Marine staff sergeant Joseph Chamblin was punished for having urinated on a Taliban corpse five years ago. The conviction was overturned this November, after discovering that then-general Amos had interfered in the judicial proceeding. Amos wanted this sort of thing "crushed."

Chamblin maintains that he made the incriminating video as a propaganda ploy, "because if an infidel touches the body, they're not going to Mecca or paradise." This is right out of Brigadier General John Pershing's successful tactics in the Philippines, 1909-1913, not to mention Clausewitz's concept of "the will" and of knowing one's enemy. Of course, the opponents are "diverse," or they wouldn't be at war to begin with.

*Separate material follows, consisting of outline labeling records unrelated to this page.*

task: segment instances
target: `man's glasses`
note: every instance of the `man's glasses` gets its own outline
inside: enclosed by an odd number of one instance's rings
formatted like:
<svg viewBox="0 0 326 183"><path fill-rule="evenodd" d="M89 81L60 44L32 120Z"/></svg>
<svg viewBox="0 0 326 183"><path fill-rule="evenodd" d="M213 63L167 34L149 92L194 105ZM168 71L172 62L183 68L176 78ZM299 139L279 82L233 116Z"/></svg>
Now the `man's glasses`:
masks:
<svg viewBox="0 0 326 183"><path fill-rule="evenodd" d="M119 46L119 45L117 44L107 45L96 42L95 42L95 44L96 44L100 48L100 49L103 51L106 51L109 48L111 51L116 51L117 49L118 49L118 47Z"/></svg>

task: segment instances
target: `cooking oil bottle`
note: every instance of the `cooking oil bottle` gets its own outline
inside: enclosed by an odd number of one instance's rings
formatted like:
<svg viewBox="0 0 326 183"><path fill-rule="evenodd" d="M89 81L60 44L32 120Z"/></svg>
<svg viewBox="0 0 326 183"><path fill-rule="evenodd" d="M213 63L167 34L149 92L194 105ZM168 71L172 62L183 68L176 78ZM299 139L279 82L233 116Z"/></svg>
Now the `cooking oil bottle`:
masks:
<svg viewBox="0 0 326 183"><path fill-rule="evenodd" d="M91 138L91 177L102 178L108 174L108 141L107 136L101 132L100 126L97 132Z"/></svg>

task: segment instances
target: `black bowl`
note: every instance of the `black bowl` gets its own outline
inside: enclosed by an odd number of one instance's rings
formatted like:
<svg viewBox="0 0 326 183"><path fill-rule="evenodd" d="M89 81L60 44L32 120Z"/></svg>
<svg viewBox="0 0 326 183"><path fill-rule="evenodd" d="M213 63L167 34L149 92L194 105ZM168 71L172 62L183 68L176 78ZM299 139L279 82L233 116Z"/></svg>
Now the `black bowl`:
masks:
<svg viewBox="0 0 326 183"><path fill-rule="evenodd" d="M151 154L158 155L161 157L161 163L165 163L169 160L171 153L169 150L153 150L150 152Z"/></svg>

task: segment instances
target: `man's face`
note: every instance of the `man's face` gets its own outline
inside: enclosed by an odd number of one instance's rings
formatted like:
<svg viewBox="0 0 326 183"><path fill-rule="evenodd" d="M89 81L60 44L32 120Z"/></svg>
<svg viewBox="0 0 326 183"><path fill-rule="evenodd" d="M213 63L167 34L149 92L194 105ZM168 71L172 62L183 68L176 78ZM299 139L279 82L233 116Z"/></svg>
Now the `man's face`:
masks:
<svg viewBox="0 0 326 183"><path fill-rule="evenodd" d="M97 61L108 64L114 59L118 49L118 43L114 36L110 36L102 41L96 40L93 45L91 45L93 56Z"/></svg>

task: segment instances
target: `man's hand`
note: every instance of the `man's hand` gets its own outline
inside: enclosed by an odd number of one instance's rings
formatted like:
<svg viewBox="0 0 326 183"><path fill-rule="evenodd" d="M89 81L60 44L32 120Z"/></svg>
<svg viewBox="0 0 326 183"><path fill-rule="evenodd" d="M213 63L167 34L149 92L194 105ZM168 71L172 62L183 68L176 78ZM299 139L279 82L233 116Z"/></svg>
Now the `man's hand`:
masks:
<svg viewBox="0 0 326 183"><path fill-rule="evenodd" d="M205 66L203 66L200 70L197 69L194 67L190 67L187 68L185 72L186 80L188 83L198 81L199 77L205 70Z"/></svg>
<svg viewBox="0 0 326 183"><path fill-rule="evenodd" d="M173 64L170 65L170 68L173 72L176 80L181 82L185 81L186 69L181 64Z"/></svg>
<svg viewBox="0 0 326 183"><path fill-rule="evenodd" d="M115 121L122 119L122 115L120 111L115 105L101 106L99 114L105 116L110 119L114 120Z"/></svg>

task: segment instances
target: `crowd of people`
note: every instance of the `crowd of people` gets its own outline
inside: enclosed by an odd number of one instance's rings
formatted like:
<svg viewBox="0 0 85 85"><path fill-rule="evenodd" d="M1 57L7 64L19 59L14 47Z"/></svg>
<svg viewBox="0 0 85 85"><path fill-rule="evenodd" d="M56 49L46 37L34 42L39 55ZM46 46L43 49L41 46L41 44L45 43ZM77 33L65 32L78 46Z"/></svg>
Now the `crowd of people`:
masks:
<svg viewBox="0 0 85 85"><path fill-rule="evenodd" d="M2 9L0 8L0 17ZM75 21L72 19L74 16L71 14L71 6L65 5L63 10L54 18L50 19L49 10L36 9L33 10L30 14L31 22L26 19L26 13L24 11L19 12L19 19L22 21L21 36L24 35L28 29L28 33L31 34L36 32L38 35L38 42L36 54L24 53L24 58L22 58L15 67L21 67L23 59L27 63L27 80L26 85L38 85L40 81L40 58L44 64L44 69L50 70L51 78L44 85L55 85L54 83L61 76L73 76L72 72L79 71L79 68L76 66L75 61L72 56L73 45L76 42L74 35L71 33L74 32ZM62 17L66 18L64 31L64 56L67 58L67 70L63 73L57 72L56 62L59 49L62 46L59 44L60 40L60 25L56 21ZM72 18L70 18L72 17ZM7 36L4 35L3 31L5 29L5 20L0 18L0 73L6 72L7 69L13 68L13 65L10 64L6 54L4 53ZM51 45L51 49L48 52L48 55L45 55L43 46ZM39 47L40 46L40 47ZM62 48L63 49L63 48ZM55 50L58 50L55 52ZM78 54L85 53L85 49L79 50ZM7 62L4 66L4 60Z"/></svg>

Chamblin is luckier than Lt. Clint Lorance, who is serving a twenty-year sentence for opening fire on suspected Taliban scouts when they ran his check point. Lorance is one of the Leavenworth 10, referring to a fluctuating number of U.S. servicemen serving time while known terrorists are released from GITMO.

This isn't a matter of holding ourselves to higher standards. It's a matter of having no standards at all. Despite having made "war on terrorism" for sixteen years, the Perfumed Princes have yet to provide guidance neither on trying terrorists nor on how novel rules of engagement translate into traditional military jurisprudence. It's all just fine, just the way it is, whatever it is, even with terms more generous to the enemy than to our own troops, who are just canonical cannon fodder.

Two Navy SEALs are presently under investigation for the death of Green Beret Logan Melgar in Niger. (Where is Niger, anyway? ) Pilfering money from a fund intended to pay informants may be involved. Funds like this are tempting. That is their military purpose. Proper administration requires multiple levels of oversight so that everyone up the chain has to be complicit if anyone pilfers. External audits look for money spent with no results.

But the Perfumed Princes don't really care about money. They don't care about results, either. Congress appropriates money it borrows from a printing press and dumps it into an Authorization for the Use of Military Force that doesn't have any milestones. How can anyone audit that?

A rule of thumb is that if pacification hasn't succeeded in seven years, then the insurgency has won, or another insurgency has taken its place. Parallel wars can spin off as long as someone's around with a gripe and guns. Our "war on terror" has become another "war on poverty" or "war on crime." But that's fine just the way it is with the Perfumed Princes. Funding, anyone?

The latest snafu is a recruit shortage. No kidding! Word gets around. Bradley Manning gets a pardon. Bowe Bergdahl walks on a dishonorable discharge. Clint Lorence remains in jail. Got it! Corrective action is to waive mental disorders, a novel solution even for an army as committed to diversity as ours.